Jesús M. Díaz Álvarez concluye su capítulo dedicado a la Virtud en La aventura de la moralidad (2007) declarando que la ética contemporánea más interesante parece ir cada vez más, tanto desde la orilla kantiana como desde la aristotélica, hacia una síntesis de ambos modelos, "síntesis en la que el concepto de virtud se ve como ineludiblemente necesario".
Notas
(1) Puede verse un análisis crítico de este tópico o "rancio discurso" de la "crisis de valores" en las primeras páginas del libro de Jose A. de la Rubia Guijarro Evil Screens (Granada, 2015).
(2) En defensa de Kant, Javier Muguerza privilegia la interpretación humanista del imperativo categórico: "Obra de tal modo que tomes la humanidad, tanto en tu persona como en la de cualquier otro, siempre como un fin al mismo tiempo y nunca meramente como un medio" (cit. en La aventura de la moralidad, Alianza 2007, Cap. 3, 4. "Nuestro presente y Kant"). Para poner en práctica un principio así, según Muguerza, no nos es necesario llegar a ningún consenso deliberativo, como propone Habermas, basta que digamos No (imperativo del disenso, muguerciano) ante cualquier incitación propia o ajena a atentar contra la dignidad humana.
(3) Una buena síntesis de los aportes de MacIntyre a la Ética contemporánea de la Virtud la hace Jesús M. Díaz Álvarez en el capítulo once de La aventura de la moralidad, manual editado por Carlos Gómez y Javier Muguerza para el grado de Filosofía de la Uned (Madrid, Alianza, 2007). Completa el capítulo dedicando una sección al carácter transcultural de la virtud en la filosofía de Martha Nussbaum.
(4) Contra el relativismo elevará sus armas dialécticas Martha Nussbaum proponiendo una ética transcultural de la virtud, desde un esencialismo humanista no metafísico, sino histórica y empíricamente fundado: una ética universal de la virtud como plenificación de esas capacidades humanas, como cumplimiento óptimo o excelente de esos rasgos que hacen nuestra vida propiamente humana y digna de ser vivida.
(5) Esta idea de que la tarea moral se extiende por su propia esencia inconclusa hasta el infinito, pues siempre podré hacerme y ser mejor de lo que soy, alentó el principio de esperanza en Kant. Cfr. Crítica de la razón práctica (A288s), donde Kant enuncia las dos cosas que colmaron su ánimo de admiración: el cielo estrellado sobre mí y la ley moral dentro de mí. "La segunda... parte de mi propio yo invisible, de mi personalidad, y me escenifica en un mundo dotado de auténtica infinitud, pero que sólo es penetrable por medio del entendimiento, y con el cual me reconozco... en una conexión no meramente contingente..., sino universal y necesaria"... Frente a las estrellas soy un punto, un ser contingente expuesto a la muerte, pero "el segundo espectáculo [la vida ética] eleva infinitamente mi valor en cuanto inteligencia gracias a mi condición de persona, en que la ley moral me revela una vida independiente de la animalidad... abierta a lo infinito".

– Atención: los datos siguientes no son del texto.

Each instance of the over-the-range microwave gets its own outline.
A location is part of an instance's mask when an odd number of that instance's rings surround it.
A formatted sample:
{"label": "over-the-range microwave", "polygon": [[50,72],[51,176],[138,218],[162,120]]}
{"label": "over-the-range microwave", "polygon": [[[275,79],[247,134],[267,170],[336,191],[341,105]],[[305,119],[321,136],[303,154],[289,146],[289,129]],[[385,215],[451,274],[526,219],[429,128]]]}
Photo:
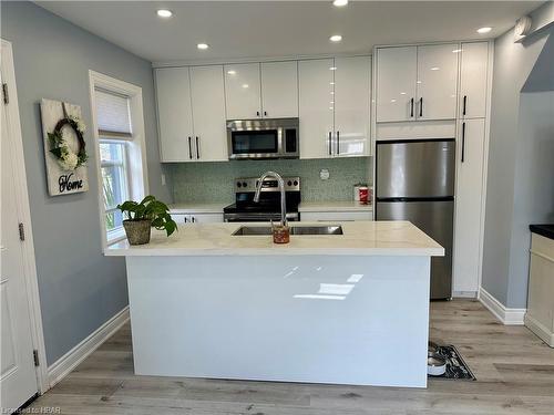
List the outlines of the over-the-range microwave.
{"label": "over-the-range microwave", "polygon": [[299,120],[227,121],[229,159],[299,158]]}

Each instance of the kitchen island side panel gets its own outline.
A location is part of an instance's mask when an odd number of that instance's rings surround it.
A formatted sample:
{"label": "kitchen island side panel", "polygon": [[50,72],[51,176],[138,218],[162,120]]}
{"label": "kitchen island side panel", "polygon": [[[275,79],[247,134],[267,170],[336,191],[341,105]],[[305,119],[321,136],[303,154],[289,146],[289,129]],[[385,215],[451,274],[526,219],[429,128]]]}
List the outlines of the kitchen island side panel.
{"label": "kitchen island side panel", "polygon": [[127,257],[140,375],[427,386],[429,257]]}

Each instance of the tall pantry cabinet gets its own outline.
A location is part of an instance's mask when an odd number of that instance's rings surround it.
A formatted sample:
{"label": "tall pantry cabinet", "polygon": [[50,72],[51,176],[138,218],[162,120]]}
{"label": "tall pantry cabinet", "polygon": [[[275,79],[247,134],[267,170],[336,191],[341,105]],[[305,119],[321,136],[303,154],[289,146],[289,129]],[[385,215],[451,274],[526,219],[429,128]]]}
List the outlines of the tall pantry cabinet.
{"label": "tall pantry cabinet", "polygon": [[454,222],[454,294],[479,291],[484,218],[489,43],[462,43]]}

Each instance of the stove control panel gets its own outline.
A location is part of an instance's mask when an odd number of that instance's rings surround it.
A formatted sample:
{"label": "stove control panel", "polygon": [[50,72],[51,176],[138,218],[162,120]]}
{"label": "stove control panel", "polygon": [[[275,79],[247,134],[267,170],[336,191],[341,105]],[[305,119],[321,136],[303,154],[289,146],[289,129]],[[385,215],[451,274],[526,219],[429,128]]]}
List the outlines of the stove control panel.
{"label": "stove control panel", "polygon": [[[286,191],[300,191],[300,177],[283,177],[285,181]],[[256,191],[256,186],[258,185],[259,177],[240,177],[235,179],[235,191]],[[277,180],[273,177],[268,177],[264,180],[261,185],[261,191],[279,191]]]}

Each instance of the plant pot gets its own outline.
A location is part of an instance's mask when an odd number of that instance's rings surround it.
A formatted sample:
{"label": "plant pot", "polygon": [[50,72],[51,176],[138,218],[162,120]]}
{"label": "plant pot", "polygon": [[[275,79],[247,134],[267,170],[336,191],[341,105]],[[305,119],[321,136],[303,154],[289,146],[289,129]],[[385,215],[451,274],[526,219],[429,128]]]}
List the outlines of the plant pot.
{"label": "plant pot", "polygon": [[150,242],[152,222],[148,219],[123,220],[123,227],[130,245],[144,245]]}

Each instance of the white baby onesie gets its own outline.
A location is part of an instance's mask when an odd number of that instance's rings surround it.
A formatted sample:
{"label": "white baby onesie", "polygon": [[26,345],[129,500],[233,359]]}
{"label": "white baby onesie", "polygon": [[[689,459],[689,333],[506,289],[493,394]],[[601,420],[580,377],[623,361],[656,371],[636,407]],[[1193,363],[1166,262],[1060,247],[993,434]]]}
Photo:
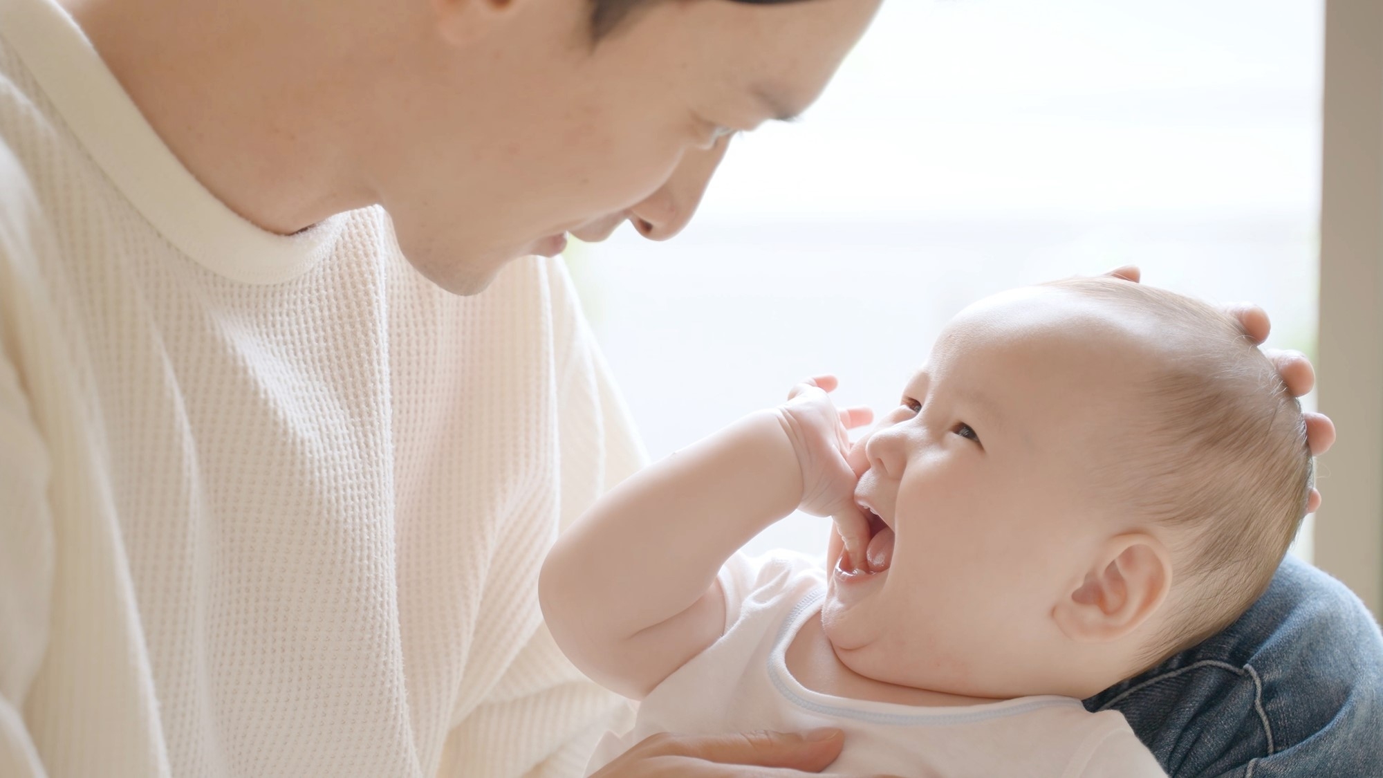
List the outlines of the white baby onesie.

(6) En lugar de una teoría "débil" (thin) del bien, la de Rawls y su Teoría de la justicia, Martha Nussbaum propone una teoría densa y vaga del bien, en la creencia (contra Kant y Rawls) de que es posible ponerse de acuerdo transculturalmente sobre aquello que debe ser la vida humana digna, buena, lograda, feliz. Una teoría que desde la frónesis aristotélica equilibre lo uno y lo múltiple, lo particular y lo universal, la individualidad con la sociabilidad.
La teoria del termino medio sí es matemática, pero se inspira en la geometría no en la aritmética, algo de lo que ni el propio Kant se dio cuenta.